Timothy Rhys-Evans MBE FRWCMD (born c. 1972) is a Welsh conductor and best known as the founder of the choir Only Men Aloud! and Only Boys Aloud. He also formed the children's choir Only Kids Aloud in 2012.

Rhys-Evans, from New Tredegar, was a vocal tutor at the Royal Welsh College of Music and Drama. He has conducted several choirs, including The Black Mountain Male Chorus of Wales and Dunvant Male Choir. He founded Only Men Aloud! in 2000 (also known at Cantorion) and led them to victory in the Last Choir Standing competition in 2008.

In August 2010, Rhys-Evans was one of several new members admitted to the Gorsedd of bards at the National Eisteddfod of Wales. He is a Champion for the charity Music in Hospitals Cymru/Wales. He was appointed Member of the Order of the British Empire (MBE) in the 2013 Birthday Honours for services to music and for charitable services.

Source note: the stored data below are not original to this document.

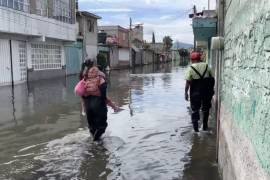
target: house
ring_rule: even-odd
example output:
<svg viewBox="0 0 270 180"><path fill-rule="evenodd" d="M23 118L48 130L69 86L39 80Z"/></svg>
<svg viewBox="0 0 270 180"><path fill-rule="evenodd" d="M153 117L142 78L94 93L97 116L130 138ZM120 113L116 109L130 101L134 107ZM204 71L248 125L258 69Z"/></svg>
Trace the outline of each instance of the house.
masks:
<svg viewBox="0 0 270 180"><path fill-rule="evenodd" d="M77 12L77 22L79 24L79 37L83 42L83 58L96 60L98 54L98 25L100 16L87 11ZM80 38L79 38L80 39Z"/></svg>
<svg viewBox="0 0 270 180"><path fill-rule="evenodd" d="M77 41L65 45L67 75L78 74L82 62L86 59L96 61L98 19L101 19L101 17L87 11L76 12Z"/></svg>
<svg viewBox="0 0 270 180"><path fill-rule="evenodd" d="M131 29L131 66L143 65L143 25L135 25Z"/></svg>
<svg viewBox="0 0 270 180"><path fill-rule="evenodd" d="M154 63L165 61L165 49L163 42L150 43L150 49L155 52Z"/></svg>
<svg viewBox="0 0 270 180"><path fill-rule="evenodd" d="M204 54L204 61L210 66L214 62L211 55L211 38L217 35L217 15L215 10L203 10L201 13L190 15L194 33L194 44L198 51Z"/></svg>
<svg viewBox="0 0 270 180"><path fill-rule="evenodd" d="M108 64L111 68L130 66L129 30L121 26L99 26L99 31L106 35L106 42L99 43L102 51L109 49ZM104 34L105 33L105 34ZM107 49L108 48L108 49Z"/></svg>
<svg viewBox="0 0 270 180"><path fill-rule="evenodd" d="M0 84L65 76L75 18L74 0L1 0Z"/></svg>

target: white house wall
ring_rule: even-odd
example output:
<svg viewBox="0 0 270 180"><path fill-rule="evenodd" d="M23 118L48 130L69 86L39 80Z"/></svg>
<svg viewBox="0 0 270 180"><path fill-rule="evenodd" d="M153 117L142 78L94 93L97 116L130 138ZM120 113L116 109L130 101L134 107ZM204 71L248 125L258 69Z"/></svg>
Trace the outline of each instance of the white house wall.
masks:
<svg viewBox="0 0 270 180"><path fill-rule="evenodd" d="M92 60L97 59L97 45L86 45L86 53L87 57L91 58Z"/></svg>
<svg viewBox="0 0 270 180"><path fill-rule="evenodd" d="M119 65L119 51L118 47L110 48L110 66L111 68L117 68Z"/></svg>
<svg viewBox="0 0 270 180"><path fill-rule="evenodd" d="M119 61L129 62L129 49L119 49Z"/></svg>
<svg viewBox="0 0 270 180"><path fill-rule="evenodd" d="M0 32L75 41L76 25L0 6Z"/></svg>

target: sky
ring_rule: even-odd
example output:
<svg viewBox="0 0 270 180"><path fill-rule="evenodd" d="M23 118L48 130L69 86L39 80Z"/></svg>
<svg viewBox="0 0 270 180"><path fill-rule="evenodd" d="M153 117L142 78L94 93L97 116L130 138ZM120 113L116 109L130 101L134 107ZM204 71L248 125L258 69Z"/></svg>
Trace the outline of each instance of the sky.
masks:
<svg viewBox="0 0 270 180"><path fill-rule="evenodd" d="M215 9L216 0L210 1L210 9ZM79 0L79 9L102 17L98 25L120 25L129 27L143 23L144 39L152 40L155 32L156 42L164 36L174 41L193 44L191 19L192 7L197 10L208 8L208 0Z"/></svg>

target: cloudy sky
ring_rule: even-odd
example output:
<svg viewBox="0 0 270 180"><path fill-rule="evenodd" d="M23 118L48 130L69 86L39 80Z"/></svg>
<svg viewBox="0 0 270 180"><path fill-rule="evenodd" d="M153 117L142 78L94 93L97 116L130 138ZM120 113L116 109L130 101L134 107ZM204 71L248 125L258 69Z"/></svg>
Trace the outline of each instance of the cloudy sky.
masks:
<svg viewBox="0 0 270 180"><path fill-rule="evenodd" d="M215 8L210 0L210 9ZM156 41L165 35L174 41L193 43L191 20L188 14L193 5L198 11L207 9L208 0L79 0L80 10L89 11L102 17L99 25L129 26L129 17L133 24L143 23L144 38L151 41L152 32Z"/></svg>

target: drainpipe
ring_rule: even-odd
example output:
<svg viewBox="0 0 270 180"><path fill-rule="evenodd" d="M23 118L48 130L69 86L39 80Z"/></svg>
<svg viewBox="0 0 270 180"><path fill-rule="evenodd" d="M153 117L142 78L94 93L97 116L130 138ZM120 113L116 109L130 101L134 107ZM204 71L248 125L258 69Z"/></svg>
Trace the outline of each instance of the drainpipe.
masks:
<svg viewBox="0 0 270 180"><path fill-rule="evenodd" d="M11 39L9 40L9 51L10 51L10 67L11 67L11 86L12 86L12 89L14 89L12 42L11 42Z"/></svg>

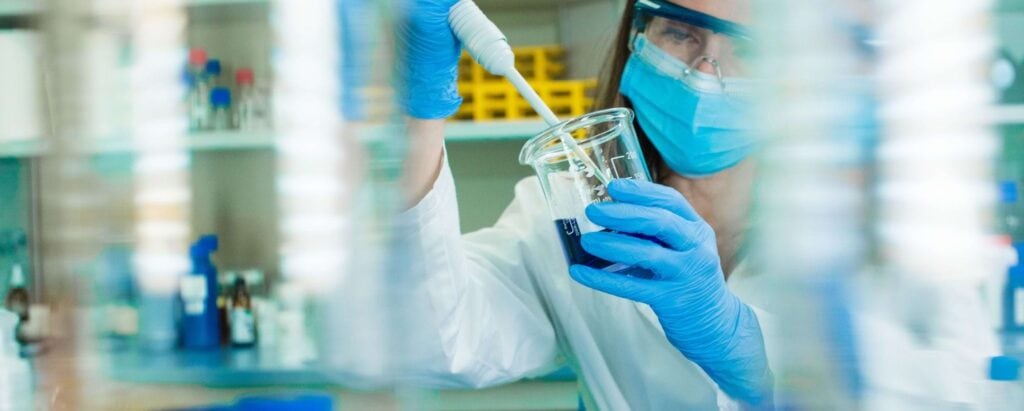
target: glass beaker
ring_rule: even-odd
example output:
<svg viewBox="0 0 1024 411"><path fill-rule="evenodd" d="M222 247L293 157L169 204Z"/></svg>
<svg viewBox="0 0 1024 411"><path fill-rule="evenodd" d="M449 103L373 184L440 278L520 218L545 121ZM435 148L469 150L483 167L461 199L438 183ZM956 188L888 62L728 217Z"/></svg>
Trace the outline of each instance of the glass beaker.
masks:
<svg viewBox="0 0 1024 411"><path fill-rule="evenodd" d="M580 237L606 230L587 219L584 210L591 203L611 200L601 180L576 152L562 143L568 134L593 164L610 179L631 178L650 181L647 163L633 129L633 112L612 108L586 114L551 127L531 138L519 153L519 162L533 167L547 199L551 217L570 265L583 264L606 271L650 277L646 270L614 264L583 250Z"/></svg>

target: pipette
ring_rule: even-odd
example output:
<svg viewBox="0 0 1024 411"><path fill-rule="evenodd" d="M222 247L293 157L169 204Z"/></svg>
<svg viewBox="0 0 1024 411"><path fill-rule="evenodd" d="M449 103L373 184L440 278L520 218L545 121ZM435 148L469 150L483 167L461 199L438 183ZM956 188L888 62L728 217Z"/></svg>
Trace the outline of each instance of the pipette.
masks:
<svg viewBox="0 0 1024 411"><path fill-rule="evenodd" d="M448 13L448 23L455 32L455 36L462 41L463 46L481 66L491 74L502 76L508 79L516 88L526 102L540 114L544 122L554 127L561 123L558 116L551 108L541 100L537 92L530 87L523 75L516 70L515 54L508 44L505 35L498 29L483 11L477 7L473 0L460 0ZM608 185L611 181L604 171L579 144L567 133L558 136L566 149L576 154L576 157L583 162L583 166L594 174L602 184Z"/></svg>

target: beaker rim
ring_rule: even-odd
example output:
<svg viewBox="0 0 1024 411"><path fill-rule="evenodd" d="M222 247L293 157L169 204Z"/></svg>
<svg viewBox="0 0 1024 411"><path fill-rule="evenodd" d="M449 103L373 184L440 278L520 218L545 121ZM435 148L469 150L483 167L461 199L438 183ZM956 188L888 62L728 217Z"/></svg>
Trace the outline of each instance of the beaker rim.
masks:
<svg viewBox="0 0 1024 411"><path fill-rule="evenodd" d="M633 110L625 107L608 108L558 123L533 136L526 141L526 144L523 144L523 149L519 152L519 164L533 165L540 158L551 154L564 153L565 149L561 145L551 145L552 141L560 140L562 134L571 133L572 130L598 123L623 120L626 125L633 124ZM612 133L611 131L614 131L614 129L609 129L606 132L587 137L583 140L576 140L576 144L589 146L604 143L618 135L618 133Z"/></svg>

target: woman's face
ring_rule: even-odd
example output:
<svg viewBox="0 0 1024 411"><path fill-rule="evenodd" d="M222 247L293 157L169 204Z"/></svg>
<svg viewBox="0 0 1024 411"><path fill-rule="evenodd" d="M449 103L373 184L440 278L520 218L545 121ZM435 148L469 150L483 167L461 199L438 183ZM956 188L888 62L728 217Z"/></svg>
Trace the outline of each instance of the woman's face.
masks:
<svg viewBox="0 0 1024 411"><path fill-rule="evenodd" d="M670 0L673 3L705 14L746 24L749 20L748 2L740 0ZM727 77L746 75L748 67L743 57L749 50L743 42L733 41L729 36L713 33L711 30L680 21L653 17L644 34L647 40L683 63L696 65L696 69L715 74L714 69L701 56L714 57L723 74Z"/></svg>
<svg viewBox="0 0 1024 411"><path fill-rule="evenodd" d="M741 24L750 21L748 0L671 0L712 16ZM709 67L696 67L707 71ZM736 252L748 228L749 209L755 176L750 158L735 167L705 178L687 178L662 166L662 183L679 190L700 215L707 220L718 240L718 252L728 275L735 267Z"/></svg>

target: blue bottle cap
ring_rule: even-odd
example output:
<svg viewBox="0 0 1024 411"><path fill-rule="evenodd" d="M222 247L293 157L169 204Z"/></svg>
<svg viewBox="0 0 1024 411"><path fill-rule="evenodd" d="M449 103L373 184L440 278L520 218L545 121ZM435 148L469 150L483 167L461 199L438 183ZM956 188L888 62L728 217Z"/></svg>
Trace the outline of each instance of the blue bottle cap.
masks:
<svg viewBox="0 0 1024 411"><path fill-rule="evenodd" d="M206 74L209 74L211 76L219 76L220 75L220 60L218 60L218 59L206 60Z"/></svg>
<svg viewBox="0 0 1024 411"><path fill-rule="evenodd" d="M1020 199L1017 182L1004 180L999 182L999 199L1004 203L1016 203Z"/></svg>
<svg viewBox="0 0 1024 411"><path fill-rule="evenodd" d="M192 72L188 71L188 67L185 67L185 69L181 71L181 81L185 83L185 87L187 88L191 89L196 86L196 76L193 75Z"/></svg>
<svg viewBox="0 0 1024 411"><path fill-rule="evenodd" d="M231 106L231 90L225 87L217 87L210 91L210 104L214 107Z"/></svg>
<svg viewBox="0 0 1024 411"><path fill-rule="evenodd" d="M220 239L216 234L204 234L199 237L196 244L199 244L208 251L217 251L217 248L220 247Z"/></svg>
<svg viewBox="0 0 1024 411"><path fill-rule="evenodd" d="M206 255L206 250L199 244L192 244L188 247L188 255L195 261L197 258L202 258Z"/></svg>
<svg viewBox="0 0 1024 411"><path fill-rule="evenodd" d="M188 248L189 255L192 258L207 257L210 253L217 251L220 248L220 240L216 234L205 234L199 237L196 242Z"/></svg>
<svg viewBox="0 0 1024 411"><path fill-rule="evenodd" d="M992 357L988 377L993 381L1017 381L1020 378L1020 360L1006 355Z"/></svg>

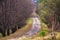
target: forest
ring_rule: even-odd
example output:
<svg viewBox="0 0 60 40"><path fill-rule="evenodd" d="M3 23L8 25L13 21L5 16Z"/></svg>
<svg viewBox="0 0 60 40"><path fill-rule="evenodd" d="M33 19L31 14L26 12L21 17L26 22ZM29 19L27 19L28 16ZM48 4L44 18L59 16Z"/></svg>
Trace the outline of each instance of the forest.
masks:
<svg viewBox="0 0 60 40"><path fill-rule="evenodd" d="M60 40L60 0L0 0L0 40Z"/></svg>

On 5 July 2019 Rhys-Evans was made a Fellow of the Royal Welsh College of Music and Drama.

In January 2020, Rhys-Evans stepped down from his role with The Aloud Charity and Only Boys Aloud and was appointed Director of Music at the Royal Welsh College of Music and Drama.

==Personal life==
Tim has a civil partnership with Welsh tenor Alun Rhys Jenkins.